I had years of every physical need taken care of in the loony bin and living on my own cause trustfund kid and disabilitybuxx. All I had go do was go to the toilet. The last few months I for the first time first became hypomanic then full blown mania and psychosis due to months of no sleep cuz my hospital fucked up my meds. I had extreme energy these months and zero inhibition.

Im not saying you should wageslave or have hobbies. You will only be satisfied with your life once you take complete responsibility and take care of yourself. With taking care I mean doing whatever the fuck you want with zero regard for internalized opinion of others and at the same time have soms selfcare rituals you may not like but force yourself to do everyday like brushing your teeth and showering or washing if thats too much. Fixed days and times for household chores and most importantly eat and sleep well.

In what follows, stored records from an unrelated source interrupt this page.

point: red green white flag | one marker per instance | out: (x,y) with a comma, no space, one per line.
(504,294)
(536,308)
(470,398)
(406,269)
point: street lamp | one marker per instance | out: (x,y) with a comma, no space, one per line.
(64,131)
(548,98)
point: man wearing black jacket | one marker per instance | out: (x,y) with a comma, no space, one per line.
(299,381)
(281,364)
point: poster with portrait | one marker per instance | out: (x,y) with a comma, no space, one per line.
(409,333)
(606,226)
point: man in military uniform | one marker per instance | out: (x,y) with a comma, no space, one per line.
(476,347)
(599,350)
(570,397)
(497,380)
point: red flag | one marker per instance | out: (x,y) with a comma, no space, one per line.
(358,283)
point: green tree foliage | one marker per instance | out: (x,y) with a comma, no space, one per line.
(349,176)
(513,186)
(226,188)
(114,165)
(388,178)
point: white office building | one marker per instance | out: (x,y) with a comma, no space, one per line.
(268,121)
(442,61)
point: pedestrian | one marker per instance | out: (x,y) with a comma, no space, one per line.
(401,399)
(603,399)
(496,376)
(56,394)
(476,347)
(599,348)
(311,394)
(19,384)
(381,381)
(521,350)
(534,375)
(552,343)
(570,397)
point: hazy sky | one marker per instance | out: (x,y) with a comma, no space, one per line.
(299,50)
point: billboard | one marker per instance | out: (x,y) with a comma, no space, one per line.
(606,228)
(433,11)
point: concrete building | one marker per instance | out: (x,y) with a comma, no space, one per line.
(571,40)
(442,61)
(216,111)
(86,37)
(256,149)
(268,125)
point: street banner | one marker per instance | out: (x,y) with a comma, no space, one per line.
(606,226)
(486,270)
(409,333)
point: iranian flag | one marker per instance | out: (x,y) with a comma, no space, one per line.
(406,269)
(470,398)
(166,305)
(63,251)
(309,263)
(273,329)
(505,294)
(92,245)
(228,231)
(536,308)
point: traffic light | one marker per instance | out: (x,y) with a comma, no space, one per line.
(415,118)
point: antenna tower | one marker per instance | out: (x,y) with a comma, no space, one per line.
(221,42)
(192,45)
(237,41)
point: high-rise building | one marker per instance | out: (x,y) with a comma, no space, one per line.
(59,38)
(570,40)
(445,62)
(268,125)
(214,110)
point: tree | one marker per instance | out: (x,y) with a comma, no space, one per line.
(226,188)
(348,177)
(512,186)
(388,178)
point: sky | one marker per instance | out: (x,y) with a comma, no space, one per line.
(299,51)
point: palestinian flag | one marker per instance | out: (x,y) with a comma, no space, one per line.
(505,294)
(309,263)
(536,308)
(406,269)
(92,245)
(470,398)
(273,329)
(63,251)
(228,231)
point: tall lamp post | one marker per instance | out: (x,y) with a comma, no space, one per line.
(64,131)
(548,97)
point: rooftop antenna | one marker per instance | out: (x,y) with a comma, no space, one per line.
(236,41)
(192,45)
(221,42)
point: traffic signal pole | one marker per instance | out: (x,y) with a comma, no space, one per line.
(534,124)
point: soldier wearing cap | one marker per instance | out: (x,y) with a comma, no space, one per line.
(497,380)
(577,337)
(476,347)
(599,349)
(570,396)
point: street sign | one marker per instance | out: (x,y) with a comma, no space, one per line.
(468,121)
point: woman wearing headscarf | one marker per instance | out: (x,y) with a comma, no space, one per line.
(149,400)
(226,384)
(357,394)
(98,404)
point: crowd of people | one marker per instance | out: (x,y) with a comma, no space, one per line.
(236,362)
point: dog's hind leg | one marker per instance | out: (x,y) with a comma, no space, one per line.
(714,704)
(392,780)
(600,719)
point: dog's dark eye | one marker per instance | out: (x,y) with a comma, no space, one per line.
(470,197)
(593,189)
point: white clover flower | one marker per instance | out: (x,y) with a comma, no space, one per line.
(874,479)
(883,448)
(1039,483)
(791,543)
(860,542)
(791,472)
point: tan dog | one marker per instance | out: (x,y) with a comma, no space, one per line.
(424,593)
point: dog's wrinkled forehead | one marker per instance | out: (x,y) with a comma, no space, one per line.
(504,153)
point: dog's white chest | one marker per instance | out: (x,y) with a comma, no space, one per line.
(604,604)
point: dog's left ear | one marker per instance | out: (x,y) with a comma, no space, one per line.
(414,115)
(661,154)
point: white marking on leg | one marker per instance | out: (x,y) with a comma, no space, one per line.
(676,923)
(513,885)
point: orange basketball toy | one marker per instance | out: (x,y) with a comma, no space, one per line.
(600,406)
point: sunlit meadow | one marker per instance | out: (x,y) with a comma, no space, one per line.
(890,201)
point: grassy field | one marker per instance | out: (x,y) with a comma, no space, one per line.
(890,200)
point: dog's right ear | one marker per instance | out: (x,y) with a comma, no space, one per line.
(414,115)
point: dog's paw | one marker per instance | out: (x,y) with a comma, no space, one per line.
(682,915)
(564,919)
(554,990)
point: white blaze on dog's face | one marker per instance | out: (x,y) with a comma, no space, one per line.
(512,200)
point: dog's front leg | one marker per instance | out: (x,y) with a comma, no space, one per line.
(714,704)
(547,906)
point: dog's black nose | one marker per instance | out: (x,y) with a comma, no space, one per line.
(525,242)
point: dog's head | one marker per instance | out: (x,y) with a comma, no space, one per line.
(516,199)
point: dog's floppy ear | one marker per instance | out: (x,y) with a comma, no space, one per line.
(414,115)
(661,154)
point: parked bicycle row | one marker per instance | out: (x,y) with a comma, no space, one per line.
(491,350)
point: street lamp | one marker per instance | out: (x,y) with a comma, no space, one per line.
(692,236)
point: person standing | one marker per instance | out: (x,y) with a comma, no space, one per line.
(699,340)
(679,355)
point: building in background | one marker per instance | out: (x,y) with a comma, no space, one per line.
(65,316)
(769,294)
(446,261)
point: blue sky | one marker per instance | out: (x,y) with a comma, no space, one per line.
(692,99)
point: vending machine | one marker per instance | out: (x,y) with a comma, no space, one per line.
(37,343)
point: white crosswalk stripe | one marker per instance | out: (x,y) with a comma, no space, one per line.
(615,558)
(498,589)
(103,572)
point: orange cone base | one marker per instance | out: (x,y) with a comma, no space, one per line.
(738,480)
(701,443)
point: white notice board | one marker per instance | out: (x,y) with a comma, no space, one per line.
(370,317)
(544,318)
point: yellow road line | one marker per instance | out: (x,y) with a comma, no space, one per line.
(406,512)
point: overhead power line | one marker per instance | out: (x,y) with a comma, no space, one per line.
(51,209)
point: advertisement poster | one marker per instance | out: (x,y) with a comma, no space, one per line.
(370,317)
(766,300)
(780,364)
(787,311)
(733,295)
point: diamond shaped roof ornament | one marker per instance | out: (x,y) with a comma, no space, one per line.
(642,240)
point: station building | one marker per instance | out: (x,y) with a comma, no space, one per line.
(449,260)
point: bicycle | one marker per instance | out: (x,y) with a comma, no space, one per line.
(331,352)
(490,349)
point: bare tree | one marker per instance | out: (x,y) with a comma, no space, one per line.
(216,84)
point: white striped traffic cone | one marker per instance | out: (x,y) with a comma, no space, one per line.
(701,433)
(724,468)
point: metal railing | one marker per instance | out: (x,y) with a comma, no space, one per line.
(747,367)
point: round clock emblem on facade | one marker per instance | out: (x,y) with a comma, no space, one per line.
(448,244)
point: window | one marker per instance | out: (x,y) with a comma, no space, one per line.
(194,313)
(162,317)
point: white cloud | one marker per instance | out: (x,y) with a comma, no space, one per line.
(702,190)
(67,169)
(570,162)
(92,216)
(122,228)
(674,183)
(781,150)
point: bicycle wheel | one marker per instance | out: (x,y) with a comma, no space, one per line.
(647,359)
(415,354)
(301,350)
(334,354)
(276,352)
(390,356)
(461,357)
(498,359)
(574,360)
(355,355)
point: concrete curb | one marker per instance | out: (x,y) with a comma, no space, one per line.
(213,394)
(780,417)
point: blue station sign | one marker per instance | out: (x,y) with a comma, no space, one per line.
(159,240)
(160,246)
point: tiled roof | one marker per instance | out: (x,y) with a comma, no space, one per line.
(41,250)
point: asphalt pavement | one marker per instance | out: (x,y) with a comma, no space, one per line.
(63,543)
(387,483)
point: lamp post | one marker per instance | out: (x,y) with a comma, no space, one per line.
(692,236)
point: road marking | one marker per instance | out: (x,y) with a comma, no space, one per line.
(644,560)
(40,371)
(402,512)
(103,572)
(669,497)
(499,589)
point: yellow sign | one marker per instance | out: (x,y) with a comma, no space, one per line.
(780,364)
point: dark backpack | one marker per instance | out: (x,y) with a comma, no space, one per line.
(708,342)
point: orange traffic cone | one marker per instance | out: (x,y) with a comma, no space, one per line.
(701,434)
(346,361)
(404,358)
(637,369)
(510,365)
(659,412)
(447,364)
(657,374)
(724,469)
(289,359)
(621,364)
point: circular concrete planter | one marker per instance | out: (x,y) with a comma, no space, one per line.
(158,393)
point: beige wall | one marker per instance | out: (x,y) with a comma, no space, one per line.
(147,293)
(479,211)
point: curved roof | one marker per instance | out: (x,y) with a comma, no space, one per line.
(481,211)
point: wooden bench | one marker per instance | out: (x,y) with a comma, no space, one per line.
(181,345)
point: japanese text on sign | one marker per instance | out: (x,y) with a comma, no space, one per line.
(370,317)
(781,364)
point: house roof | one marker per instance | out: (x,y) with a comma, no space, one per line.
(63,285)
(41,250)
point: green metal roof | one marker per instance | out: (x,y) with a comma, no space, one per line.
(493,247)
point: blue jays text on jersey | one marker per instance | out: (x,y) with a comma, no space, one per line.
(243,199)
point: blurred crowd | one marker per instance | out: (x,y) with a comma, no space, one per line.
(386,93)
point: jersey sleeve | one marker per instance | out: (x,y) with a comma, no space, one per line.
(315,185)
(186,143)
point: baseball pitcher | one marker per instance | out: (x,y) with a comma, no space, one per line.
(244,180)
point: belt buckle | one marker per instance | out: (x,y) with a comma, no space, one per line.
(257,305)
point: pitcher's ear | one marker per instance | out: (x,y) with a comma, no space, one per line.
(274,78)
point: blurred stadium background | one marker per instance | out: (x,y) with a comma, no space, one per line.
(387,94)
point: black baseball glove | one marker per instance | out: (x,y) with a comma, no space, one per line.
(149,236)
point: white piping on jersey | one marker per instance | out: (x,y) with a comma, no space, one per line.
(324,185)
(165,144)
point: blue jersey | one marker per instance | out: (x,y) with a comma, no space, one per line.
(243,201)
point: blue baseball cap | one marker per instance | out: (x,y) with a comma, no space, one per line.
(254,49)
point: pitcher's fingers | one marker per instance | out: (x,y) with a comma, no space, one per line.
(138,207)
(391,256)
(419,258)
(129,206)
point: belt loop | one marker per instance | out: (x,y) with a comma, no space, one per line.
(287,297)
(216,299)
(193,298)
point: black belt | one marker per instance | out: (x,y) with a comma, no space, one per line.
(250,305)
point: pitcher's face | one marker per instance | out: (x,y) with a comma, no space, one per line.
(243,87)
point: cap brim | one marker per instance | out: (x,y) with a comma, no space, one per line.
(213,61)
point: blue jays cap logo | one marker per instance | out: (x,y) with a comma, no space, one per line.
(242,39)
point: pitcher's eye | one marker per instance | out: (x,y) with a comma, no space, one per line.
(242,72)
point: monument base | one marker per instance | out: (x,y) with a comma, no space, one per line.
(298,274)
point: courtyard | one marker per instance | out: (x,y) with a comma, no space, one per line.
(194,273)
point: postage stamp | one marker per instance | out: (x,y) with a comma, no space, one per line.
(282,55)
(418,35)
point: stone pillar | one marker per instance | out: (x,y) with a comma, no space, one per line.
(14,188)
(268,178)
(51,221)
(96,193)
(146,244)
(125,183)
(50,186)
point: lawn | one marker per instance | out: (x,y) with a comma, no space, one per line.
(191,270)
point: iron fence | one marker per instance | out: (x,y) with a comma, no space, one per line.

Only then an incel can find peace as he took control over his own destiny, freeing himself from the chains of internalized normie opinions, gaslighting and conditioning and freeing himself from the fear of Gods judgement.
Thanks for the perspective man, good luck in your endeavors.
 
Maybe if you win the lottery
 
I’m not surprised by my laziness. I have no motivation
 
If he has rich parents or stumbles onto a lot of money, he can live a decent life
 
No incel can have a good life
 
You can NEETmax and LDAR.
 
You can NEETmax and LDAR.
Can't NEET in this shithole country unfortunately, impossible. Can't even go the part-time job route in this shithole, it's either a full-time job or become a hobo.
 
Can't NEET in this shithole country unfortunately, impossible. Can't even go the part-time job route in this shithole, it's either a full-time job or become a hobo.

JFL im not even getting neetbux at the moment because apparently i earned too much in my last job, so they arent going to pay me for atleast 3 months.
 
im doing it rn
 
No, that's why your inkwell. You cannot live a good life if you don't work your ass off. :soy::soy::soy:

Jokes aside, knowing most of such things are straight up lies, like personality theory, I wonder if there is an actual way to achieve this lol
 
I don't like stating absolutes, like "I'm THE laziest person alive", but I really just might be.

A normie being this lazy might find some shred of happiness. They'd have a social life, love and whatever else normies have. I am however a failure in every aspect of life, so really work and money are the only things that would give me a chance at a comfy life.

But I'm just too damn lazy. A good part of my problems are caused by my incredible laziness (although I have other mental flaws that contribue to those problems). I'm so lazy that despite the many advantages I was given as a single child of parents that invested in me, I not only colossally squandered them, I'm the biggest failure I know out of all the people I've ever known.
Just be born into nobility theory.
 
having money to pay people to wait on you?